Introduction
Welcome to LangChain, an open source framework for building agents and LLM applications! Agents work with language models and tools to create systems that reason about tasks, decide what provided tools to use, and come up with solutions to the problems (tasks). LangChain provides agent architectures out of the box. One of the objectives of these tutorials is to use LangChain to learn many of the relevant patterns in agent architectures. We’ll be using the python language to write the infrastructure. We will also use Anthropic’s Large Language Models (LLMs) so get yourself an anthropic account and API key. Models are the reasoning engine of agents (the brain). You will need a key locally to access the models.

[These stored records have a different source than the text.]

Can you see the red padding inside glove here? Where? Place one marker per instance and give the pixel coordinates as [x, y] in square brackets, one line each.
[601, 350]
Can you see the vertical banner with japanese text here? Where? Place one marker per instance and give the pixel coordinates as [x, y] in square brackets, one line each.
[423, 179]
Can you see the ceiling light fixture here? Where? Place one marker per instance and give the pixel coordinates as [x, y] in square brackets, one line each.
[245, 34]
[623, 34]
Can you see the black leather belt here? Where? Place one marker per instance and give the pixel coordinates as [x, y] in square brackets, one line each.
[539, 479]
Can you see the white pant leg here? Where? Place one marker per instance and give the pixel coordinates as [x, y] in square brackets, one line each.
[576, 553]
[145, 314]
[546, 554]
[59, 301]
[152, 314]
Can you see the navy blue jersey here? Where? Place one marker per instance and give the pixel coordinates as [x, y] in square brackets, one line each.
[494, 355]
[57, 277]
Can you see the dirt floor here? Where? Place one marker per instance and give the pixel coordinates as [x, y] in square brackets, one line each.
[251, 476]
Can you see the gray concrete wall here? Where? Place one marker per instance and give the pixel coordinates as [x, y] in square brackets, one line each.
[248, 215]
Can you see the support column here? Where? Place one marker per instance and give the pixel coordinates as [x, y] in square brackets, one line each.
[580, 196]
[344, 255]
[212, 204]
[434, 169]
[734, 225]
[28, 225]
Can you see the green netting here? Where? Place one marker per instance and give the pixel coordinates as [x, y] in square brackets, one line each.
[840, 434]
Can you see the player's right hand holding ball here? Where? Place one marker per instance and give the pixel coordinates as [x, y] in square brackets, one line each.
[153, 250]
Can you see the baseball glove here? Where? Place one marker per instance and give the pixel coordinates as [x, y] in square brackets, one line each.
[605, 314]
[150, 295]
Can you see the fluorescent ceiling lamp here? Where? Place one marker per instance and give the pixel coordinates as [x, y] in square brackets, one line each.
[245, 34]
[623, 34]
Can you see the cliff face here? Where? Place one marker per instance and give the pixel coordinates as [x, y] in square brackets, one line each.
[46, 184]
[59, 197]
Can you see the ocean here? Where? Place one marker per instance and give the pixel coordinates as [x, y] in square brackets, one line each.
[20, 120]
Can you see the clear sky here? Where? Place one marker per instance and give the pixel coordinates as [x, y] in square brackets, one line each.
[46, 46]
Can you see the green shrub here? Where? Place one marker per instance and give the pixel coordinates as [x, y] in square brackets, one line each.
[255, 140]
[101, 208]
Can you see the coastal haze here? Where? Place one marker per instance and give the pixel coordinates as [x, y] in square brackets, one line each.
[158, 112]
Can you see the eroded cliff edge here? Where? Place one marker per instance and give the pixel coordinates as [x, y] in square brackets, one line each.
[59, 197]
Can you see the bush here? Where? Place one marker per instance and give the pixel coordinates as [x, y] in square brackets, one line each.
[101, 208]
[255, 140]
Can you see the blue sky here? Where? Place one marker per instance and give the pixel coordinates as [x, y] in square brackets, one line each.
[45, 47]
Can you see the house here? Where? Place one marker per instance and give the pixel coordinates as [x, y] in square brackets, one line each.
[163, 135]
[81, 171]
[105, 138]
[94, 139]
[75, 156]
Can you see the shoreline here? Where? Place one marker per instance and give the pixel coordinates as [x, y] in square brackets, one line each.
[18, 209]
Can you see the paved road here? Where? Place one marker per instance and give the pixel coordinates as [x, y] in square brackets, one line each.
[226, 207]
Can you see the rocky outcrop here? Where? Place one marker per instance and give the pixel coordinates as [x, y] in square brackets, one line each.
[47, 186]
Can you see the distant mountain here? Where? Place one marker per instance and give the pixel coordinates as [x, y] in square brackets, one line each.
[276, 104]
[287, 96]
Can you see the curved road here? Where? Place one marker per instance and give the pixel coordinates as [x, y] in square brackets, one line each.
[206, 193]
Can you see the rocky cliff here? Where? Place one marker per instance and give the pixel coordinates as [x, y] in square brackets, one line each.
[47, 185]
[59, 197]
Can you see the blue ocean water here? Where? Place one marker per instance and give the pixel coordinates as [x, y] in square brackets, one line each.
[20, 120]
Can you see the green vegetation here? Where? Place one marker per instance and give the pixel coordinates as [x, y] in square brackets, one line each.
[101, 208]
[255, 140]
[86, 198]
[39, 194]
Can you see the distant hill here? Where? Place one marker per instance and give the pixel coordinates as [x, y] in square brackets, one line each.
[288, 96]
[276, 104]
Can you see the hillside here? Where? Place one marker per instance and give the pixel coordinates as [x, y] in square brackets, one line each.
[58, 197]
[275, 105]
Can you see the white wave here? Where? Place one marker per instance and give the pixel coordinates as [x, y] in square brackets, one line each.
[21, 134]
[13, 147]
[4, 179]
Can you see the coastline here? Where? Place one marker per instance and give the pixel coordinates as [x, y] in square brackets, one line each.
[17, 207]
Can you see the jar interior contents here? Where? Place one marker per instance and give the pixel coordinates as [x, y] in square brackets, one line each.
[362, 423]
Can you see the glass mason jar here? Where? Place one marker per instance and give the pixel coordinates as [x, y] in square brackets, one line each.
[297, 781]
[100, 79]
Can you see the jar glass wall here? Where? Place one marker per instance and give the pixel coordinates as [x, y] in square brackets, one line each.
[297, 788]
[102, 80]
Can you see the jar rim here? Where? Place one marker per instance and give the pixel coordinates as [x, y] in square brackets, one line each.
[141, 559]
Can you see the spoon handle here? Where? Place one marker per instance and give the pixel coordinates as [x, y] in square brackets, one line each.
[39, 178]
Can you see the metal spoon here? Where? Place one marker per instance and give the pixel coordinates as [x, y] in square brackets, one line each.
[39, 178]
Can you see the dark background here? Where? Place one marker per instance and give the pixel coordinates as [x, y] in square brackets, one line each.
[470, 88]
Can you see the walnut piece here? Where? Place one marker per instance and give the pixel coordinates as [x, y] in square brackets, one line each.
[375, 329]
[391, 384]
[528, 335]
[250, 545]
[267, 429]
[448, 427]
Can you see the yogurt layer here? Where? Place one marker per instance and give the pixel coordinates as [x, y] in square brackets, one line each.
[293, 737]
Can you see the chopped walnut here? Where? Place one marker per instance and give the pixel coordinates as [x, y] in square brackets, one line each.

You also need Python 3.12 or higher on your local machine for this project setup. Technically LangChain can make due with Python 3.10 and above. Just change the version in the file pyproject.toml to adjust if needed. I will be using the uv package manager for python and Docker Desktop so we can do things like use Pinecone vector database and other things later on with extensions for LangChain. I’m running macOS Tahoe 26.1 on my machine with Docker version 29.1.3. I will try to make sure these run on WSL 2.0 (linux) via Windows as well.

Get and run the project
Using github, get the repository containing the tutorials, note this will be expanding with new stuff.
https://github.com/swaggerloaf/langchain-python-tutorials
With your machine setup with uv, python, git you should be able to clone this repository then run uv sync in the project directory.

Above I’m showing some of the python packages installed as specified in the pyproject.toml file. Note the underlying packages langgraph and langsmith installed also. We’ll be looking at them later on as things get more complex.
Now run . ./.venv/bin/activate in the project root directory using terminal to activate the python environment.
Make sure to create an .env file in the project root directory and place this in the file ANTHROPIC_API_KEY=’your-api-key-here’
The api key is the secret key you set up with anthropic. Notice we are using the claude-haiku-4-5-20251001 model which has the lowest cost but is very capable. To run this demo you will spend pennies. Keep an eye on the cost as we add data down the road.
Open the folder 01-your-first-agent and select file tutorial-01.ipynb. You should now be able to execute the notebook code after selecting the environment you activated. The AI response content should look similar to this:
The warehouse in Paris, France is **up and running and ready to ship today**, with the exception that it cannot ship to France and Canada.
Congratulations, you just used your first agent.
The system prompt
The system prompt defines the role and behavior of your agent. It can detail tasks and constraints. Let’s modify the prompt to add a constraint for the agent response. In the create_agent function call set the system prompt as below:
system_prompt=”You are a warehouse manager who is only allowed to give information concerning the United States.”
Now run the agent again and see if the response content has changed. As you can see the system prompt can control the behavior of the agent. By the way, you just did some prompt engineering, guiding the model to generate desired, accurate, and useful output.
That concludes this tutorial.
Tips
For getting setup, this github repository might be helpful for some, especially on a mac. https://github.com/swaggerloaf/huggingface-on-mac-pytorch
Don’t forget to add the .env file in the project root directory with your anthropic API key value.
A final file in the tutorial directory is provided for reference.
Check the Claude console and see you are spending very minimal to run this notebook.